We could also use the chance to clean up the existing metrics:

  • use labels instead of dynamic names (as discussed on GitHub)
  • define an API for plugins to expose metrics, with proper namespacing
  • etc.

We can also mark the new metrics as experimental at first, which would give us the flexibility to iterate on them for a few releases while gathering feedback.

User Migration Path

We should first add the OpenTelemetry based metrics and deprecate the go-metrics in one release and in later releases remove them all together.

Circonus

Circonus was acquired by Apica in February 2024.

Citing Apica:

As a leader in this space, Apica recognizes that OpenTelemetry isn’t just a trend—it’s becoming the foundation of modern observability strategies. https://www.apica.io/blog/opentelemetry-the-foundation-of-modern-observability-strategy/

This sound a bit like Circonus proprietary APIs might even get deprecated at some point in favor of OpenTelemetry and we should be fine.

Datadog

Datadog supports OpenTelemetry

Stackdriver (now called Google Cloud Observability)

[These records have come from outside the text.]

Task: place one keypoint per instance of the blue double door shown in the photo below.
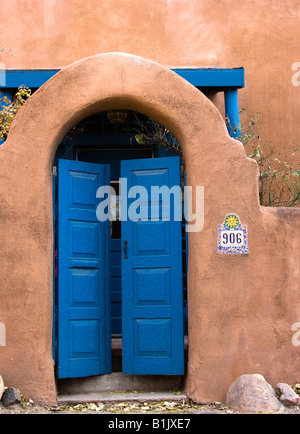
(151, 269)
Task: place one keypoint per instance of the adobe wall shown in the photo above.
(261, 35)
(241, 307)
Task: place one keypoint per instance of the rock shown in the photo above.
(250, 393)
(1, 387)
(11, 396)
(288, 397)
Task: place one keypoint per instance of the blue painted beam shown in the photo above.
(200, 77)
(232, 113)
(213, 77)
(32, 78)
(218, 79)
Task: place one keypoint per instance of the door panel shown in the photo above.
(84, 341)
(152, 304)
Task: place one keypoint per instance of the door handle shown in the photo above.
(125, 249)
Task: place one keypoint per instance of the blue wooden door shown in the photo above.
(84, 338)
(152, 301)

Google Cloud Observability supports OpenTelemetry

Statsd

One could use Vector with an OpenTelemetry Source and a Statsd Sink (untested).

Statsite

Statsite is a metrics aggregation server. Statsite is based heavily on Etsy'ss StatsD https://github.com/etsy/statsd, and is wire compatible. https://github.com/statsite/statsite/

Being wire compatible with Statsd means the same solution should work there.

The last release was in 2016, the last commit in 2019, so the project might be dead anyway.

Raft metrics

The raft library used by OpenBao uses go-metric directly. To preserve its metrics we can register a custom sink and re-expose them via the OpenTelemetry API.